A vida dessa espécie fútil evoluiu
para melhor. Hoje os medíocres, os frívolos, os reacionários, os conservadores,
os retrógrados, os preconceituosos, os discriminadores, os fascistas de todo
gênero, se expõem e se mostram com muito maior facilidade e frequência, dado o
ambiente propício para o seu desenvolvimento e crescimento.
O trabalho,
por outro lado, não dá satisfação de vida. O trabalho, no modo como concebido e
praticado pelo sistema capitalista, não satisfaz a necessidade do viver, porque
é alienação e exploração humana, mediante uma obsessão produtiva histérica, uma
glorificação do trabalho incessante e insano.
O trabalho,
do ponto de vista do sistema capitalista, é uma distração durante o exercício
das tarefas, um método eficiente e eficaz de abstração que aliena o ser humano
da sua realidade e o retira da visão de si mesmo. É um instrumento capaz de
distrair o ser humano de sua capacidade de transformação pessoal e social; de
aceitar passivamente sua falta de poder; e de ter como única bússola de vida a
imorredoura esperança em dias melhores.
Vivemos para
trabalhar ou trabalhamos para viver? No mundo do deus mercado vivemos para
pagar boletos, faturas, dívidas, obrigações contratuais, compromissos
financeiros. Muitos se aprisionam a crediários e prestações infindáveis para preencher
pelo consumo o vazio da vida, repleta da acumulação de bens inúteis e
desnecessários, que nos tornam reféns de obrigações supérfluas assumidas pelo
sequestro de nossa vontade. É a zona de conforto do cativeiro em que nos
aprisionamos.
A vida, como
a concebida no mundo corporativo/competitivo moderno, não é investimento.
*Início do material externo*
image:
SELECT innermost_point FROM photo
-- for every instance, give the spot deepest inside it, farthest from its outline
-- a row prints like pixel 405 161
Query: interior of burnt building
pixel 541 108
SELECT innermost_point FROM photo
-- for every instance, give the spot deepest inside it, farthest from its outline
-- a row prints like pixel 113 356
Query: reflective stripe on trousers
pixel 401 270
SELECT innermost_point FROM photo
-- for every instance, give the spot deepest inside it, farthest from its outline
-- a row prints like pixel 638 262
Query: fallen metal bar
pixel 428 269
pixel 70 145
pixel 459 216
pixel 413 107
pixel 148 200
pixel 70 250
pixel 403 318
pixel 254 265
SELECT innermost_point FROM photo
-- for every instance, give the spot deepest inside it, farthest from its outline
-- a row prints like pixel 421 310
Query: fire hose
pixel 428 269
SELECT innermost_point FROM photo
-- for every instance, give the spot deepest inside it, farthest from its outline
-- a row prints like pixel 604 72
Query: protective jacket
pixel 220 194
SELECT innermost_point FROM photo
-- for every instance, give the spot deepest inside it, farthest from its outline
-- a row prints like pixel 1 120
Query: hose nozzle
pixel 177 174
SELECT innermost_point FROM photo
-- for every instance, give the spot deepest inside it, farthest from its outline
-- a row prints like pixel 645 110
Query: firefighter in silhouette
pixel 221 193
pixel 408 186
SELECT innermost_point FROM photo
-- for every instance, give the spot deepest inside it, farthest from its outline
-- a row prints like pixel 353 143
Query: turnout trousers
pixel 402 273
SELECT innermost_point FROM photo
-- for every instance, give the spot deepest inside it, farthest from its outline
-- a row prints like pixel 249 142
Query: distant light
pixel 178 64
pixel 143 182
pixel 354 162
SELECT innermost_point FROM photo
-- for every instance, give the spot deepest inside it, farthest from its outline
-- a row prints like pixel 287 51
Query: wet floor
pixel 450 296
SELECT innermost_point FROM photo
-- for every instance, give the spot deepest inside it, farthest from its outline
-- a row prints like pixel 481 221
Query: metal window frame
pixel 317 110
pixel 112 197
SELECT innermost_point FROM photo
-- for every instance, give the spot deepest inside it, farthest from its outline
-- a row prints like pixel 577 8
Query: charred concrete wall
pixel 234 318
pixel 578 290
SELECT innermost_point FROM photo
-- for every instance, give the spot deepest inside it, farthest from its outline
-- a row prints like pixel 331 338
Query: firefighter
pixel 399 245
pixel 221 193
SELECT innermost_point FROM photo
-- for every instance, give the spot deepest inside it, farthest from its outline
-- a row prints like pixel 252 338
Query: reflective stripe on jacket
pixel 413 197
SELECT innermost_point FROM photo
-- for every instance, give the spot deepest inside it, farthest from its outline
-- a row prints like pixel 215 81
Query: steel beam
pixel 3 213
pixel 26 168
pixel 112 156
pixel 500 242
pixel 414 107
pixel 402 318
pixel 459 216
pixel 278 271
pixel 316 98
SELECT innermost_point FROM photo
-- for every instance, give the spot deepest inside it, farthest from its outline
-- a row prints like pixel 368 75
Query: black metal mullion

É
gasto. Porque a vida se desgasta pouco a pouco. Não dá para poupar vida,
porque, sinto muito, não há outro jeito, a vida tem que ser vivida. Caso contrário,
a morte é antecipada.
Gastamos
tempo demasiado de vida na busca de comprar para ter, para possuir. Compramos
pensando em ganhar a propriedade de algo e, no entanto, perdemos o
pertencimento dos dois bens mais valiosos pelos quais deveríamos zelar como
nossas únicas legítimas propriedades privadas: a vida e a liberdade, nossa e de
todos os nossos semelhantes.
Desperdiçamos
demais, jogamos fora demais, preenchemos e contaminamos a vida com montanhas de
sucatas, acumulamos detritos de coisas supérfluas das quais não precisamos,
porque simplesmente não sabemos viver com o suficiente, com apenas o
necessário. Não nos satisfazemos apenas com aquilo que de fato é importante. E
nessa volúpia de adquirir, ter e possuir, a vida vai pouco a pouco se esvaindo,
se perdendo de si mesma.
Qualidade de
vida não é a medida da quantidade das coisas que alguém tem ou possui, da mesma
forma que o nível de vida não pode ser medido pela régua do consumo predador.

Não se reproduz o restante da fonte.